As author bell hooks has noted, that Diana "was from an upper-class background was obscured, and hers became a rags-to-riches story." Writer Hilary Mantel observed in a recent essay collection, "Mantel Pieces," that, in some ways, the Spencers were more embedded in the British aristocracy than the royals: "Though she was not born royal, her ancestors were ancient power-brokers, dug more deeply into these islands than the Windsors," she wrote.
By the time Charles had begun dating Diana, both the royals and the press were delighted by the suitability of the match. "Her pedigree is perfect," one news reporter cooed. "At that time it seemed imperative that the Prince of Wales should marry an aristocrat," Penny Junor, who has written biographies of both Elizabeth and Diana, said in an email. "Diana seemed perfect in every way."
Having experienced an aristocratic rural upbringing similar to Prince Charles', Diana understood life at Balmoral. "Diana had no difficulty fitting in with the royals," Junor said. "She knew how to hold her knife and fork, and was used to servants. She seemed to fit in perfectly, and appeared to enjoy all the outdoor activities." A private secretary to the queen praised Diana's "wonderful instincts."
But this was, to an extent, a performance. "In reality she didn't enjoy yomping across the heather in the pouring rain," Junor said. Diana made this abundantly clear when, after their wedding, Charles took her back to "Bloody Balmoral" (as she would later call it) for the last leg of their honeymoon.

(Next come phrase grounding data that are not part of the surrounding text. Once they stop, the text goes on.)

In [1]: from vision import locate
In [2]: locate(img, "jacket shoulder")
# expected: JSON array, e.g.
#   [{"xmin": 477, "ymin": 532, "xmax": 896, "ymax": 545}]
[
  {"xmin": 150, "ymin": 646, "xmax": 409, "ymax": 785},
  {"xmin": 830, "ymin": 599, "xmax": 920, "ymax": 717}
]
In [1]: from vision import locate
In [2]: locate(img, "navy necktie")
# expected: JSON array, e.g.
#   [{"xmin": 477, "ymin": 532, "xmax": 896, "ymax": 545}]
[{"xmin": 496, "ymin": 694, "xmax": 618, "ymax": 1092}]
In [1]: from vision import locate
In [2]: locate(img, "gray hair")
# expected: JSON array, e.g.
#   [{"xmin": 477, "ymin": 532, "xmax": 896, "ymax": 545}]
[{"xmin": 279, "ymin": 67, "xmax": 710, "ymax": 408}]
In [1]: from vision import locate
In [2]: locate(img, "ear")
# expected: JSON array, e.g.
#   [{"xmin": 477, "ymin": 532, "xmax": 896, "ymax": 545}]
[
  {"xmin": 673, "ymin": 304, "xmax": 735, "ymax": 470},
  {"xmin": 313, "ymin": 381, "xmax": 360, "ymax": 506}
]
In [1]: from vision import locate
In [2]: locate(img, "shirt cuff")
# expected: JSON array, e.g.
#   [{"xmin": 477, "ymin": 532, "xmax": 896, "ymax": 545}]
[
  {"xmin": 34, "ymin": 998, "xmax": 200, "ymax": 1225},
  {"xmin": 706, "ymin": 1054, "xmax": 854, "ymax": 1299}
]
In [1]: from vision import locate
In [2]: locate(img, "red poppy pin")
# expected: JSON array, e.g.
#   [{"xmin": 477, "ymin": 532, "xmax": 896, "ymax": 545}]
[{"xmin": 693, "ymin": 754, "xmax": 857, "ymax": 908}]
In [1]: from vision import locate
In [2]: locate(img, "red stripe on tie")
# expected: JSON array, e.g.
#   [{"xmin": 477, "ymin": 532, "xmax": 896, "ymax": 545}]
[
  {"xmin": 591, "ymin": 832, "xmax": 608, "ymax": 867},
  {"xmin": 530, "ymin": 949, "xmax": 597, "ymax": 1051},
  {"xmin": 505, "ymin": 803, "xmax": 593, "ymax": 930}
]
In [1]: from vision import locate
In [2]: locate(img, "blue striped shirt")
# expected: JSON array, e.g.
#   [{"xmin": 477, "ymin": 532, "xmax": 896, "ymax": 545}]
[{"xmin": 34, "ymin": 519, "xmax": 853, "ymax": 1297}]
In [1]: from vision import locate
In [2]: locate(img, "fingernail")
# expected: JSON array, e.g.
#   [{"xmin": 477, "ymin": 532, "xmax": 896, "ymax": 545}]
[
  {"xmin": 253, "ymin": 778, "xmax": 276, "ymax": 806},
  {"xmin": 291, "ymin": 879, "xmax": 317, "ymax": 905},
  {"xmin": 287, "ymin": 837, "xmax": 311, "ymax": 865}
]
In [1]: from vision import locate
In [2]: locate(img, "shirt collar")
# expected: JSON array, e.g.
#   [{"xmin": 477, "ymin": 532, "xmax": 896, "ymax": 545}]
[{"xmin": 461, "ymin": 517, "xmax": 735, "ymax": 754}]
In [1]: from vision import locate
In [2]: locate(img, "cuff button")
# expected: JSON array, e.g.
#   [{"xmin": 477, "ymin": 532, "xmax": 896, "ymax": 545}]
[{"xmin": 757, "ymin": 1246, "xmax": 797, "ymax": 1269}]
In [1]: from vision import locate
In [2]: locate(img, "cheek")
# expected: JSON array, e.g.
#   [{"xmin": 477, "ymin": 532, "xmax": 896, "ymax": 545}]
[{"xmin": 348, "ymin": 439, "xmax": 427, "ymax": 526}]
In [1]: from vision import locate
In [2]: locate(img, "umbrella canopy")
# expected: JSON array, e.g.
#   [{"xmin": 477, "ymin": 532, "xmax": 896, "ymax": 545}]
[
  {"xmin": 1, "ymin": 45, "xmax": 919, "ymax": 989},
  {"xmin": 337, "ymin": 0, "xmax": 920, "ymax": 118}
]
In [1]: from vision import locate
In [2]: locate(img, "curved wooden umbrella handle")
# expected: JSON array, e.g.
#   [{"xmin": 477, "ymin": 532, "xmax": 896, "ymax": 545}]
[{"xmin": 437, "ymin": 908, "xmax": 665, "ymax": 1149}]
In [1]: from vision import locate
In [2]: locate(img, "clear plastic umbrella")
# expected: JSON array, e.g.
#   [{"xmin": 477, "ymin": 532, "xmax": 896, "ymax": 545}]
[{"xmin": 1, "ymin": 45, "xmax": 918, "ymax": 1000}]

Tina Brown, in her biography of the princess, called this the moment when the "happy, gosh-I'm-all-muddy" Diana disappeared.
Diana was so bored and overwhelmed by the numerous formal dinners with strange guests that the family, Brown observed, "began to get the alarming realisation that for a girl of her pedigree she was somehow a social novice." Though her childhood was aristocratic, it was solitary, and Diana found the constant social pressures of royal life exhausting.
Later episodes of The Crown also show Diana struggling with the intricacies of royal life, like whom she had to curtsy to first, even at the family's own private gatherings. In his biography, Andrew Morton wrote that Diana was "deeply disenchanted with the protocol, the flummery and the artifice" of the family, and "the brittle formality" of royal life. As she persisted with a more casual, less stuffy approach to her own relationships and duties, she was celebrated by the public but resented by the royals, becoming increasingly alienated from them.
Of course, the most important story of class in 1980s Britain is not one of upper-class etiquette. Thatcher's 11 years in power was a period of dramatic economic and racial inequality, and a worsening quality of life for the average Briton. As her policies shrunk the welfare state, opposed labor unions and sold off social housing, unemployment and child poverty rates doubled.
The Crown only nods to this wider context in the story of Michael Fagan, the man who the show depicts breaking into the queen's bedroom in 1982 as an act of class protest. Colman's queen lets him voice his troubles, saying unemployment "bothers" her "greatly" and seems to have real sympathy for the plight of the working classes under Thatcher. In reality, the queen "ran out of the room" upon discovering him, Fagan told The Independent in 2012.
"A lot of people want to present the queen as a lefty at heart," Palmer said. "I don't buy that at all."